Weekly Market Report: August 30th, 2024
Last week put the dog days of summer in the rearview with markets focused on some key economic and corporate earnings reports. A tidy rally toward the end of the day Friday pushed the S&P 500 into positive territory for the week, wrapping up a nice 2.3% return for the month of August which certainly did not start on a positive note with economic anxiety and Yen carry trade unwind dominating the first week. The yield curve continued to steepen with short rates flat to down and longer-term yields up, leaving the 2yr (3.91%) and the 10yr (3.91%) with nearly identical yields after two years of inversion. The USD jumped nearly 1% last week, bringing it back into positive territory for the year (+0.36%) while commodities were pretty mixed across the board leaving oil at $73.55 to close out the month.
Market Anecdotes
- The hiking cycle of 2.5 years and 500 bps is set to end September 17-18 with limited data points between now and then, where markets firmly expect a Fed rate cutting cycle to begin, begging the question, which equity asset classes have historically benefitted the most?
- Second quarter S&P 500 earnings were up nearly 12% YoY with 74% of firms topping estimates, including Nvidia, last week, handily beating forecasted earnings ($0.68 vs $0.65) and revenue ($30b vs $28.9b).
- Alpine Macro published an interesting piece on AI concluding that a valuation premium exists due to market expectations of higher revenue, a boost to EBITDA, enhanced productivity, and higher GDP growth but it is not currently meeting the definition of bubble or mania.
- Expectations for a soft landing path for the U.S. economy to transpire has increased notably since April as data indications have maintained a positive tone and model projections, including the Atlanta Fed GDPNow model have remained consistently above 2%.
- Along with the positive 2Q GDP revision last week, we received data on corporate profits which grew 1.7% pre-tax with after-tax aggregate profit margins edging higher from 15.2% to 15.4%.
- Housing market data last week reinforced the tepid outlook for the time being with inventory, rates, and prices posing tangible headwinds to prospects of any near-term recovery.

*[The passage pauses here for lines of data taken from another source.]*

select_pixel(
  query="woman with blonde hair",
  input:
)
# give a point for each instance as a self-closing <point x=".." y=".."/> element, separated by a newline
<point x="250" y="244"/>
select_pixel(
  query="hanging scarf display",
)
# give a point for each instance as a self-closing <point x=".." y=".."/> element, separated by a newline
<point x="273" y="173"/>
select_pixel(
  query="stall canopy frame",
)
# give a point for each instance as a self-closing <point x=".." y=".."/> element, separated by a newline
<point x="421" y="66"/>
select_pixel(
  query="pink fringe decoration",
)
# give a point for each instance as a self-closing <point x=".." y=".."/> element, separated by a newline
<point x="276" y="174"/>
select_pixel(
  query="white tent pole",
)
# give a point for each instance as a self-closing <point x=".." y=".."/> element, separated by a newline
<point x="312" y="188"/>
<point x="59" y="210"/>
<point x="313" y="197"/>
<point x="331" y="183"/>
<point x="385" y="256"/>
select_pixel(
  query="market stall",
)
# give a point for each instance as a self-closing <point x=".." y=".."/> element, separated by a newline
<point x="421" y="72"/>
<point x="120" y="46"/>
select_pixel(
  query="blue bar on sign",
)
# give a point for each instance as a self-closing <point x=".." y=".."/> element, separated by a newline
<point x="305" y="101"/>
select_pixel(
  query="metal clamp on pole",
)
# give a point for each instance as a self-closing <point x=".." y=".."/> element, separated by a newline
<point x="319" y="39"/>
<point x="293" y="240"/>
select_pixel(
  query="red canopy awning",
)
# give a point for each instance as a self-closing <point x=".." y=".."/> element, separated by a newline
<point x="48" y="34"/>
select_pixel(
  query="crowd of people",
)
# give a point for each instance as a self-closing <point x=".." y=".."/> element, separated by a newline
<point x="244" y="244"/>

- A Penn Wharton Budget model estimates that, despite spiraling national debt and massive budget deficits, both team R and team D are forecasted to deliver the status quo.
- According to Bloomberg’s data set, as recently as 2017 passive mutual funds and ETFs accounted for 35% of assets. That grew to 50.1% in December 2023 and has continued its march higher with the July 2024 tally at 51.3%.
Economic Release Highlights
- August YoY PCE inflation was in line with expectations for both headline (2.5%) and core (2.6%) alongside MoM readings of 0.2% for both headline and core PCE. Personal income grew slightly more than forecast (0.3% vs 0.2%) and PCE was in line with spot consensus at 0.5%.
- 2Q U.S. GDP was revised higher in the second estimate from 2.8% to 3.0% thanks in large part to stronger personal consumption which was revised up from 2.3% to 2.9%.
- Consumer Confidence in August improved to 103.3 from July’s 101.9 reading, ahead of both the spot consensus 100.1 and forecast range of 99.5 to 103.0.,
- Case-Shiller Home Price Index for June rose 0.4%, more than the consensus forecast of 0.2%.
- Pending Home Sales in July fell 5.5%, well more than the forecasted 1.1% increase projected.
- Durable Goods Orders report for July jumped 9.9%, well in excess of the 4.5% spot consensus and above the high end of the forecast range of -0.3% to 9.0%.